Rapid snapping in Venus flytraps
Venus flytrap accelerates snapping and increases odds of capturing prey. Image credit: Plant Biomechanics Group Freiburg.
When triggered, the lobes of the Venus flytrap buckle and snap shut with a movement that lasts 100–300 milliseconds. Although many details about the trap, such as the triggering mechanism, have been described, its hydraulically driven nature and the elastic properties of its lobes remain unclear.
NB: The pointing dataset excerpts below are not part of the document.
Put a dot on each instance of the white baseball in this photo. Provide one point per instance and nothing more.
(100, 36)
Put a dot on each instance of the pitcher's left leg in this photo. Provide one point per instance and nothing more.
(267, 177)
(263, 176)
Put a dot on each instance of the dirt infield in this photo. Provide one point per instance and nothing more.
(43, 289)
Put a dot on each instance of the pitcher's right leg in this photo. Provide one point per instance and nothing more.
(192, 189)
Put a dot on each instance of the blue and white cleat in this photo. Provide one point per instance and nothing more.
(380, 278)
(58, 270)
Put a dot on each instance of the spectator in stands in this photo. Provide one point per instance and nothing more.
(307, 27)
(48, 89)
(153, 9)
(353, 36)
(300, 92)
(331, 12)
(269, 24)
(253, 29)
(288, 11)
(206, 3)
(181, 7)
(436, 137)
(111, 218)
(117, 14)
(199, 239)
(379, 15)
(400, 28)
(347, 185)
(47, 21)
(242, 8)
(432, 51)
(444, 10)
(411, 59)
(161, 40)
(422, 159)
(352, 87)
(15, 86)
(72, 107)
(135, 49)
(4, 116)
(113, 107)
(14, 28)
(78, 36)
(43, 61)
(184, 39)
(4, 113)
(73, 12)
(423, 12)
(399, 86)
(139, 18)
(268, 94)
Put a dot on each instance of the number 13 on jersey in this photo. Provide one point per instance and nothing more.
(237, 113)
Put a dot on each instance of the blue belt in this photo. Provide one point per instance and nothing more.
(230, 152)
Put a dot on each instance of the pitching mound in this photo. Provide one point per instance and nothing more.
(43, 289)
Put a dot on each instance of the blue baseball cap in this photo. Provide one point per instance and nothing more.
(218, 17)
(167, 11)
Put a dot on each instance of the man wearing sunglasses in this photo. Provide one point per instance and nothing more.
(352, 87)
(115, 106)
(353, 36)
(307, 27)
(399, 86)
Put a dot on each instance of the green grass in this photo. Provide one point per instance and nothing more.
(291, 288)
Renate Sachse, Anna Westermeier, et al. (pp. 16035–16042) suggest that Venus flytrap snapping is driven by a simultaneous expansion of the lobe’s outer surface and contraction of its inner surface—a process that requires the plant to be fully hydrated. Before snapping, the lobes likely accumulate internal hydrostatic pressure, priming the trap to instantaneously snap shut when triggered. The authors support the model using 3D digital image correlation, finite element modeling, and in vivo experiments and report that the mechanics of Venus flytrap snapping represent an elaborate and coordinated process in which multiple tissue layers swell and contract, liberating stored energy to close rapidly enough to trap prey. The findings add to a growing body of work that seeks a mechanistic understanding of Venus flytrap movement, according to the authors. — T.J.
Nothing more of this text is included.